Dabei verloren sie aber den Carabiniere Sposito nicht aus den Augen. Die Finger leicht auf die Tasten der Schreibmaschine gelegt, saß er ruhig und gespannt da wie ein Jäger, der, den Finger am Abzug, im Mondschein den Hasen erwartet.
»Sonderbar«, sagte der Capitano, als fahre er in einem unterbrochenen Gespräch fort, »wie man sich hierzulande in anonymen Briefen Luft macht. Niemand redet, aber zum Glück für uns, ich meine für uns Carabinieri, schreiben alle. Man vergißt die Unterschrift, aber man schreibt. Bei jedem Mord, bei jedem Diebstahl flattert mir ein Dutzend anonymer Briefe auf den Tisch. Und man schreibt mir auch von Familienstreitigkeiten und von betrügerischem Bankrott. Und von den Liebesgeschichten der Carabinieri …« Er lächelte dem Maresciallo zu und spielte, so dachten die Genossenschaftsmitglieder von Santa Fara, vielleicht darauf an, daß der Carabiniere Savarino mit der Tochter des Tabakhändlers Palizzolo ging. Das ganze Dorf wußte davon, und man rechnete mit Savarinos baldiger Versetzung.

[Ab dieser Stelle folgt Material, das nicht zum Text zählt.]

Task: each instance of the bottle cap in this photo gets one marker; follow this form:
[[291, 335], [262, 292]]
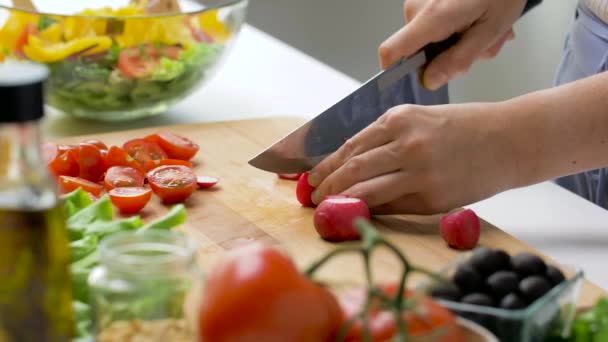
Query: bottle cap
[[21, 91]]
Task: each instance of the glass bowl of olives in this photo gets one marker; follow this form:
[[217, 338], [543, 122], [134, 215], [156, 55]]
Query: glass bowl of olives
[[519, 297]]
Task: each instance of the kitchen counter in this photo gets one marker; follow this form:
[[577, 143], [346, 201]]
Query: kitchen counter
[[264, 77]]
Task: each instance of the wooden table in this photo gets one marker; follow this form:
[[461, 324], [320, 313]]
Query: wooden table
[[252, 205]]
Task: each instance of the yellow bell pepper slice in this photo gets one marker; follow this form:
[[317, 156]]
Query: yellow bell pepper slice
[[39, 51], [211, 25]]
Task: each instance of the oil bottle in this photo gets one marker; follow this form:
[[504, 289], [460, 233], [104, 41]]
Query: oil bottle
[[35, 282]]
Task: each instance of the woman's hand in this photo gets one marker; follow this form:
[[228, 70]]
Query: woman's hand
[[484, 26], [422, 160]]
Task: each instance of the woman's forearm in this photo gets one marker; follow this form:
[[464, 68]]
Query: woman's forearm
[[558, 131]]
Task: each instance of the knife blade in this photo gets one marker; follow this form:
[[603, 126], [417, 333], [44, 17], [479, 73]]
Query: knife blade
[[306, 146]]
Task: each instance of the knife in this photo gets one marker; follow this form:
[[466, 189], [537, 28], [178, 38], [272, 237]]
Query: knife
[[309, 144]]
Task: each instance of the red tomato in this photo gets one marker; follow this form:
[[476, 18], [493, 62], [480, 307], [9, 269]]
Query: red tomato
[[122, 176], [140, 61], [177, 147], [100, 145], [65, 164], [69, 184], [152, 164], [430, 318], [143, 150], [23, 38], [257, 294], [118, 157], [172, 183], [130, 200], [91, 161]]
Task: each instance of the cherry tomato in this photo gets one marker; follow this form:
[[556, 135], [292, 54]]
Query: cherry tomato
[[118, 157], [257, 294], [151, 164], [65, 164], [142, 150], [100, 145], [69, 184], [140, 61], [429, 318], [23, 38], [91, 161], [172, 183], [130, 200], [177, 147], [122, 176]]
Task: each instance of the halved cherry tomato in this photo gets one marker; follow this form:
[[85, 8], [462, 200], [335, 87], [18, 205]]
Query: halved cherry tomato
[[65, 164], [205, 182], [176, 147], [23, 38], [100, 144], [140, 61], [130, 200], [151, 164], [122, 176], [69, 184], [172, 183], [429, 319], [289, 176], [118, 157], [257, 294], [91, 161], [142, 150]]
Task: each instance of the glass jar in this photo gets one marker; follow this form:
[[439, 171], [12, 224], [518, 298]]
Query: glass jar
[[141, 287]]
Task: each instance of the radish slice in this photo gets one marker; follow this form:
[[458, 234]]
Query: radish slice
[[289, 176], [205, 182]]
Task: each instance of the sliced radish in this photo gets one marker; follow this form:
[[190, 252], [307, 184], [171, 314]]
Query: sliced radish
[[335, 216], [304, 191], [205, 182], [289, 176]]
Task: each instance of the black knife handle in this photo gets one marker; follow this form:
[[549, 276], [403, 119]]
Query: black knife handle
[[433, 50]]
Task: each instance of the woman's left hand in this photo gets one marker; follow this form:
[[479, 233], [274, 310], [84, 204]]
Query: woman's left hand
[[422, 160]]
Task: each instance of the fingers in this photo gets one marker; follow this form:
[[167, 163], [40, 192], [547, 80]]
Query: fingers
[[369, 165], [459, 58], [369, 138]]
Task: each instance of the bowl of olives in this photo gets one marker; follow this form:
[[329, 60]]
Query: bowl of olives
[[518, 297]]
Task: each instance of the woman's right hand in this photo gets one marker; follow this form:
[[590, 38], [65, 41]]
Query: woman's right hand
[[484, 26]]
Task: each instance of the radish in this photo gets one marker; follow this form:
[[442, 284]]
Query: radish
[[289, 176], [335, 216], [205, 182], [304, 191], [460, 229]]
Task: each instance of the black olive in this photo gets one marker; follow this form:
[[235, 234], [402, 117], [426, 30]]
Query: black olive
[[447, 292], [502, 282], [467, 279], [526, 264], [534, 287], [512, 302], [478, 298], [487, 261], [554, 275]]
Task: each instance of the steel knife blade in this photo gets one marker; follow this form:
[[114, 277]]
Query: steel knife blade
[[309, 144]]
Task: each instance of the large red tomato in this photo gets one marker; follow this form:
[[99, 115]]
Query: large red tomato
[[257, 294]]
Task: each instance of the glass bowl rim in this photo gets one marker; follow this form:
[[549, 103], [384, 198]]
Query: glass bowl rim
[[220, 4]]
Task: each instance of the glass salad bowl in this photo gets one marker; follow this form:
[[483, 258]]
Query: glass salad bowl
[[120, 60]]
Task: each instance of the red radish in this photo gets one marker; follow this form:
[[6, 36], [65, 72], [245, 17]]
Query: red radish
[[304, 191], [460, 229], [205, 182], [289, 176], [335, 216]]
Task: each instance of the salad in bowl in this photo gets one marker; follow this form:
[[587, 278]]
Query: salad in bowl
[[120, 61]]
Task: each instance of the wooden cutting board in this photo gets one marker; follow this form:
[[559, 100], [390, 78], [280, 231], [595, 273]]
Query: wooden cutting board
[[253, 205]]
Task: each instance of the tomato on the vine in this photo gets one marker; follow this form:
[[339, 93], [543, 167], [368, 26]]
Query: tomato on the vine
[[257, 294], [429, 318]]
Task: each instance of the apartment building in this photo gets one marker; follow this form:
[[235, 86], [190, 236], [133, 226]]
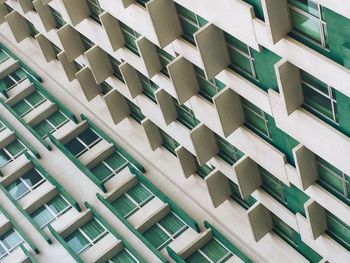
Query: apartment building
[[174, 131]]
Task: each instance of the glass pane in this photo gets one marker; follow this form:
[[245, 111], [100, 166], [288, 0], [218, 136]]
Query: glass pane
[[171, 223], [214, 250], [139, 193], [77, 241], [92, 229], [123, 205]]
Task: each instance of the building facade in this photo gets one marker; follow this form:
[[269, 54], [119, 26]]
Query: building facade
[[174, 131]]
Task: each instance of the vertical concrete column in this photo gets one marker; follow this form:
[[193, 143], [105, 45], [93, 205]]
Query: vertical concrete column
[[45, 15], [229, 109], [184, 78], [289, 83], [71, 42], [248, 176], [113, 31], [277, 19], [166, 105], [132, 79], [77, 10], [46, 47], [18, 25], [260, 220], [305, 162], [117, 105], [218, 186], [87, 83], [165, 21], [99, 63], [187, 161], [204, 143], [153, 134], [316, 217], [211, 44]]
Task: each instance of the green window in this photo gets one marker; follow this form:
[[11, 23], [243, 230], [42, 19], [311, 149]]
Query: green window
[[25, 184], [165, 58], [241, 57], [165, 231], [3, 56], [255, 119], [186, 116], [51, 211], [11, 152], [212, 252], [236, 195], [227, 151], [319, 98], [149, 88], [338, 230], [8, 242], [190, 23], [109, 167], [169, 143], [130, 36], [29, 103], [308, 22], [58, 18], [332, 179], [51, 124], [95, 10], [116, 71], [12, 80], [208, 89], [123, 256], [86, 236], [133, 200], [135, 112], [83, 142]]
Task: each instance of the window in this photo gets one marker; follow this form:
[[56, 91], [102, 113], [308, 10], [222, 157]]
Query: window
[[109, 167], [95, 10], [169, 143], [135, 112], [240, 56], [212, 252], [25, 184], [190, 23], [3, 56], [165, 58], [149, 88], [86, 236], [11, 152], [227, 151], [165, 231], [83, 142], [133, 200], [338, 230], [332, 179], [236, 195], [130, 36], [58, 18], [51, 124], [50, 211], [123, 256], [308, 22], [186, 116], [12, 80], [29, 103], [208, 89], [8, 242], [319, 98], [255, 119]]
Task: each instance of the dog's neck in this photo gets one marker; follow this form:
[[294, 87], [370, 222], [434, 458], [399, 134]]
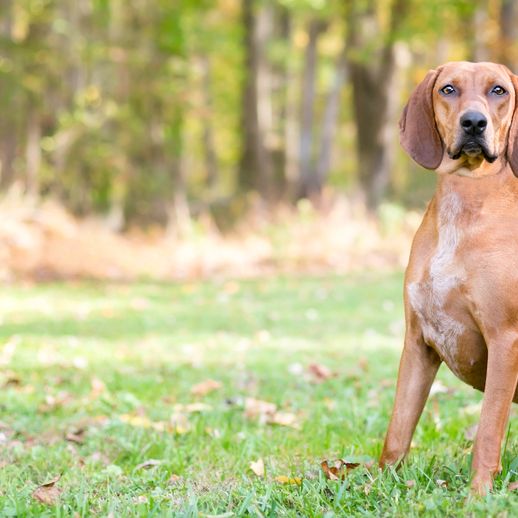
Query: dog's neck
[[493, 183], [471, 167]]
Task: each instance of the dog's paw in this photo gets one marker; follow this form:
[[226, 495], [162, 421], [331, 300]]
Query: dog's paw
[[481, 484]]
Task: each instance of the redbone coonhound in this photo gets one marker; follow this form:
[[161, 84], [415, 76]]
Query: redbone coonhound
[[461, 284]]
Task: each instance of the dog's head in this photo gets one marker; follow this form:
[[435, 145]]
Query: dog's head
[[461, 115]]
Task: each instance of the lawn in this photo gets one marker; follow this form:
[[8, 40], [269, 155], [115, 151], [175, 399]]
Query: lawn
[[106, 386]]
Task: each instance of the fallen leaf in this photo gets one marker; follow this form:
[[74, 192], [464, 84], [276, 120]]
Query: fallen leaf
[[257, 467], [174, 479], [282, 479], [471, 432], [205, 387], [192, 408], [148, 464], [338, 468], [438, 387], [52, 402], [363, 363], [330, 404], [284, 419], [141, 421], [256, 408], [48, 493], [320, 373], [180, 423], [77, 436]]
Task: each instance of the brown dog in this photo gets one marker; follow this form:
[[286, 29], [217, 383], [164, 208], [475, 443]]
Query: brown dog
[[461, 284]]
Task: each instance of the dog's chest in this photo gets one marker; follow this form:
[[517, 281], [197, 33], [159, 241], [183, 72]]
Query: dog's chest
[[434, 293]]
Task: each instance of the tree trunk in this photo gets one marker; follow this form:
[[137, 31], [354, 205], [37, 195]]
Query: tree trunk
[[308, 182], [209, 150], [373, 83], [9, 145], [288, 113], [8, 137], [255, 171], [33, 152], [329, 121], [508, 35]]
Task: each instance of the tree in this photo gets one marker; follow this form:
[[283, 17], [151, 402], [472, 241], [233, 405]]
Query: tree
[[372, 70]]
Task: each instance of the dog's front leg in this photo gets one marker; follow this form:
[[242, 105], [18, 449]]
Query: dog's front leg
[[501, 379], [417, 370]]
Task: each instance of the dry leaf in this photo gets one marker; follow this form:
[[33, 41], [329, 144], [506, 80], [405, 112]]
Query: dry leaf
[[205, 387], [338, 468], [284, 419], [148, 464], [180, 423], [174, 480], [363, 363], [141, 421], [48, 493], [471, 432], [257, 467], [98, 388], [440, 388], [77, 436], [257, 408], [282, 479], [320, 373]]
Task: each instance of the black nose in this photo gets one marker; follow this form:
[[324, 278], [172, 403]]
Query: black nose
[[473, 123]]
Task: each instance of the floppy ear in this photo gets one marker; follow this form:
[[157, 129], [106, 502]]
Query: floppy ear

»Im Fall Colasberna«, fuhr der Capitano fort, »habe ich bereits fünf anonyme Briefe bekommen. Für eine Angelegenheit, die sich vorgestern zugetragen hat, schon eine ganz stattliche Anzahl. Und sicherlich bekomme ich noch mehr … Colasberna ist aus Eifersucht umgebracht worden, sagt ein Ungenannter und erwähnt auch den Namen des eifersüchtigen Ehemanns …«
»Unsinn«, sagte Giuseppe Colasberna.
»Das meine ich auch«, sagte der Capitano und fuhr fort: »Ein anderer ist der Ansicht, er sei versehentlich umgebracht worden. Weil er einem gewissen Perricone glich, einem Individuum, das nach Ansicht des ungenannt bleibenden Berichterstatters bald die Kugel treffen wird, die ihm gebührt.«
Die Mitglieder wechselten rasch forschende Blicke.
»Mag sein«, sagte Giuseppe Colasberna.
»Ausgeschlossen«, sagte der Capitano. »Der Perricone, von dem in dem Brief die Rede ist, hat vor vierzehn Tagen seinen Paß bekommen und hält sich augenblicklich in Lüttich in Belgien auf. Ihr wußtet das vielleicht nicht, und gewiß wußte es der Schreiber des anonymen Briefes nicht. Aber einem, der ihn umlegen wollte, wäre dieser Sachverhalt gewiß nicht entgangen … Andere Hinweise, die noch unsinniger sind als diese, will ich gar nicht erwähnen. Aber hier ist einer, den ich euch gründlich zu überdenken bitte. Denn meiner Meinung nach führt er auf die richtige Fährte … Eure Arbeit, die Konkurrenz, die Ausschreibungen. Dem sollte man zweifellos nachgehen.«
Abermals fragende Blicke.
»Das kann nicht sein«, sagte Giuseppe Colasberna.
»Und ob es sein kann«, sagte der Capitano, »und ich will euch sagen, wieso und weshalb. Unabhängig von eurem Fall bekomme ich viele detaillierte Informationen über den Gang der Ausschreibungen. Leider nur Informationen, denn wenn ich Beweise hätte … Nehmen wir mal an, daß in dieser Gegend, in dieser Provinz, zehn Firmen arbeiten. Jede Firma hat eigene Maschinen, eigenes Baumaterial. Dinge, die nachts am Straßenrand oder an der Baustelle stehenbleiben. Und die Maschinen sind empfindlich. Man braucht nur einen Teil davon zu entfernen, unter Umständen nur eine Schraube, dann sind Stunden oder ganze Tage nötig, um sie wieder in Gang zu bringen. Und das Material, das Benzin, den Teer, die Baugerüste verschwinden zu lassen oder an Ort und Stelle zu verbrennen ist eine Kleinigkeit. Gewiß steht in der Nähe der Maschinen oder des Materials oft die Baubude mit einem oder zwei Arbeitern, die dort schlafen. Aber sie schlafen eben. Und es gibt Leute, ihr versteht mich, die niemals schlafen. Liegt es nicht nahe, diese Leute, die nicht schlafen, um Protektion zu bitten? Um so mehr, als euch diese Protektion sofort angeboten worden ist. Und wenn ihr so unklug wart, sie abzulehnen, so ist einiges vorgefallen, das euch überzeugt hat, daß ihr sie annehmen müßt … Selbstverständlich gibt es Dickköpfe, Leute, die nein sagen, sie wollten sie nicht. Und selbst mit dem Messer an der Kehle wollen sie keine Protektion annehmen. Soweit ich sehe, seid ihr solche Dickköpfe. Oder zumindest Salvatore war einer …«
»Davon ist uns nichts bekannt«, sagte Giuseppe Colasberna. Die andern nickten entgeistert.